CMSA tailors operations in Europe

The Commercial Mortgages Securities Association (CMSA) may grow its presence in Europe as the CMBS market takes shape.

The industry organization began looking into European market practices more than three years ago, but limited supply had circumscribed its operations. Despite a slow start, the CMBS market has seen an increase of more than 200% since 2000, the CMSA reported.

"The CMSA in Europe has had limited impact, in particular, because if you go back, the market was much smaller," said Clive Bull, a vice president at JPMorgan Securities and chairman of CMSA's European chapter. "Essentially what we are experiencing now is an attempt to kick- start operations in Europe, now that we see a substantial number of investors that have significant holdings in CMBS."

Bull noted that there has been interest on the investment banking side and the servicing side as well.

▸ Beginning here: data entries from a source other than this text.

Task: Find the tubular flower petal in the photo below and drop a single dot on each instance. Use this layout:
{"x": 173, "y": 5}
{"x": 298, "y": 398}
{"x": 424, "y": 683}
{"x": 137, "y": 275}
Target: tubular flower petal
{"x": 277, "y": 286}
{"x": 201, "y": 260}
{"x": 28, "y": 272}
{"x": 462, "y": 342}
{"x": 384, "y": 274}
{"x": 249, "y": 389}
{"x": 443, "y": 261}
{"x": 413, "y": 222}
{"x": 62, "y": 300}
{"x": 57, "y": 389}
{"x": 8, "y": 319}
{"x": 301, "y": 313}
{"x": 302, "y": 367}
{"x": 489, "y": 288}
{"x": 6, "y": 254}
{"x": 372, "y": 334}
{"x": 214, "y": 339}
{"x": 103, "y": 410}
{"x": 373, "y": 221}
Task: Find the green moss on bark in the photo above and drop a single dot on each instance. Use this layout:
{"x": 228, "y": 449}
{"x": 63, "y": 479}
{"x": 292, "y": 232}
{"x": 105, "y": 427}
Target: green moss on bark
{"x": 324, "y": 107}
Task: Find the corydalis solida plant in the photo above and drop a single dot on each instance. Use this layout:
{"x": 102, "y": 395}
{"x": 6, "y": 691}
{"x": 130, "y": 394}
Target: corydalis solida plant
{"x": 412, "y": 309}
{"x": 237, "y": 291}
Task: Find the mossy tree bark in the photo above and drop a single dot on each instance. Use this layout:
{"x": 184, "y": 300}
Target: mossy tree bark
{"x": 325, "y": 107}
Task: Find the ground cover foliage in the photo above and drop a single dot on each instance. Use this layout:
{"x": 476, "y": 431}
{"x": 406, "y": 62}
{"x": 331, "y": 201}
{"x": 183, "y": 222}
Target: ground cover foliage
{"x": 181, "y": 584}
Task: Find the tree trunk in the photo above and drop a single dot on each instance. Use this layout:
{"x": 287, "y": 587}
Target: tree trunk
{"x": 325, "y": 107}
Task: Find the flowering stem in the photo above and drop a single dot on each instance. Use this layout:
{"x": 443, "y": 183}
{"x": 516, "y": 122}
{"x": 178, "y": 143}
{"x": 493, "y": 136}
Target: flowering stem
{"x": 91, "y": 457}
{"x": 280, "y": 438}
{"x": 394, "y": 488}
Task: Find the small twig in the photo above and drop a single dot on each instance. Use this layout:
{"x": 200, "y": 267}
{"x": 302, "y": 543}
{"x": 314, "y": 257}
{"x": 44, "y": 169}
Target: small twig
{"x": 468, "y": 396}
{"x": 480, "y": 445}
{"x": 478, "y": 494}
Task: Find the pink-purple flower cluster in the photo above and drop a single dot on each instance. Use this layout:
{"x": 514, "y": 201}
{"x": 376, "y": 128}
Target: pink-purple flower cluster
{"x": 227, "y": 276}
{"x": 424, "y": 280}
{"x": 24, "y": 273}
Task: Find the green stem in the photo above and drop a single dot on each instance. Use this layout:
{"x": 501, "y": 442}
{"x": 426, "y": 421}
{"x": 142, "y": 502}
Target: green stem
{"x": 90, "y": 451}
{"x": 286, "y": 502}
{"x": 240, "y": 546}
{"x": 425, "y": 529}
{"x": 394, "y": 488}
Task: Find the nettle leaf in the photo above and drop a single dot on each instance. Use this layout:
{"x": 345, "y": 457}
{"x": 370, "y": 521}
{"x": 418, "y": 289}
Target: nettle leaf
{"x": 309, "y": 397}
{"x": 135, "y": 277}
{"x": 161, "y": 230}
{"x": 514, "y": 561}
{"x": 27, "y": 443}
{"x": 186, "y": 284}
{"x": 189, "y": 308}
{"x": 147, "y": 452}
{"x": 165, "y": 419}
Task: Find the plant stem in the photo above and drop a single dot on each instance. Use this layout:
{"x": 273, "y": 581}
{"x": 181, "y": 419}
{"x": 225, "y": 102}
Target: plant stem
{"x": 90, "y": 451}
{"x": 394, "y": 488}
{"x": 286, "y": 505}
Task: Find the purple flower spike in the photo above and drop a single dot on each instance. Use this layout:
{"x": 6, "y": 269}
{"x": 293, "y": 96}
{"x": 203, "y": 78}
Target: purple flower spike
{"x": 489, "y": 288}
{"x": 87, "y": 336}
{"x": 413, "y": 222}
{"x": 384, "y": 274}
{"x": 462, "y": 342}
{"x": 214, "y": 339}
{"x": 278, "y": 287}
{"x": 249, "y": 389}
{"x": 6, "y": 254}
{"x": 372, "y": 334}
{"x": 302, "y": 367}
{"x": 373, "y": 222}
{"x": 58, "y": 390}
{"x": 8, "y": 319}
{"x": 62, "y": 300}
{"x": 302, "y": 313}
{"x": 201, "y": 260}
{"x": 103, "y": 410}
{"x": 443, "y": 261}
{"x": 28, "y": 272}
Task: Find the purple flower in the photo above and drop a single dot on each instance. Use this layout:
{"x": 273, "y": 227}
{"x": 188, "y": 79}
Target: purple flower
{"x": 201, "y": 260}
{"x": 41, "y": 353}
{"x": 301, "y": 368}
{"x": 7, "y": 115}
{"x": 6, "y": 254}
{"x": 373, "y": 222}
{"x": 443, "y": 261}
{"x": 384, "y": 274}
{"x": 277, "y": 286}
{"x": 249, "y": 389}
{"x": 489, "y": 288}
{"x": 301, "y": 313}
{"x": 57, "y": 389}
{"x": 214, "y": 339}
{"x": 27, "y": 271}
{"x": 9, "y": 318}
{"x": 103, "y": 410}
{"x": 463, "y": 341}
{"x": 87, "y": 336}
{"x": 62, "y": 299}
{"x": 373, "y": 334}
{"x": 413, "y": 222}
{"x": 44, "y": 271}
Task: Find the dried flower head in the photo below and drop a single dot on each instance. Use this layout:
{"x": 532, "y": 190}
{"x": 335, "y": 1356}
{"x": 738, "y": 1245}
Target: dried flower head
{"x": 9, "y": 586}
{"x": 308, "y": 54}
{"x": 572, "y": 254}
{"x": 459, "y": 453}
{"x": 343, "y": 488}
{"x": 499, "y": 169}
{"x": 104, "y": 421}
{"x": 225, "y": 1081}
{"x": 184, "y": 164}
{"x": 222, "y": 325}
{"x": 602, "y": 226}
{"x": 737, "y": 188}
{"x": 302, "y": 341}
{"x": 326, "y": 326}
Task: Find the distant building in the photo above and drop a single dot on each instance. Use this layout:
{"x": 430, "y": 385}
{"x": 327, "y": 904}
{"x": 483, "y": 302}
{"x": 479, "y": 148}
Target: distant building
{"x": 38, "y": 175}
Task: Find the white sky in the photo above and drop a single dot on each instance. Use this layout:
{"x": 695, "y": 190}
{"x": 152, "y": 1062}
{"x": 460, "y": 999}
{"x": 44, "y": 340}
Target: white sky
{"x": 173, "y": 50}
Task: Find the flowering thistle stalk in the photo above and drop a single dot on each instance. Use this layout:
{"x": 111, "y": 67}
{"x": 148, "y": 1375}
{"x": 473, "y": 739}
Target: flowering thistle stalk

The association's first task is bringing standardization to European investor reporting. The CMSA would like to introduce a standard investor-reporting package that facilitates monitoring a transaction's progress on an ongoing basis. It would be beneficial to the servicer and trustee as well as encourage new issuers by clearly laying out what they are responsible for. Also, standardized reporting would provide market participants with a better notion of how to plan ahead and develop reporting systems.

"On the progress side, we are just beginning," Bull said, adding that the group has only met twice since announcing its plans last month. "But we are looking at the standard reporting package in the U.S. and how to design a similar package that, of course, caters specifically to European market practices."

The biggest concern so far - from the European point of view - is that the CMSA does not literally import U.S. standards and impose them on the European market. The plan, Bull explained, is to start of with the U.S. model and work out modifications for the European market - a process, he says, that occurs continuously anyway, as it's dictated by fluctuating market practices.

Bull does not intend to set the bar so high initially that it discourages potential issuers from accessing the market.

"We have to remember that there is no history [of reporting] on an ongoing basis in Europe and [a standard reporting package] might discourage people," Bull admitted. "It's more important that it starts as a slight improvement from where we are today but that it's workable and something feasibly produced."

The CMSA has invited a committee that represents all aspects of the market to complete the initial standardization document by mid-2004.

Also, the CMSA will introduce a series of seminars dedicated to familiarizing investors with the "ins and outs" of investing in the European CMBS market. The CMSA hosts a series of these instructive gatherings for U.S. market participants. The first gathering in Europe will be held in London on Dec. 4.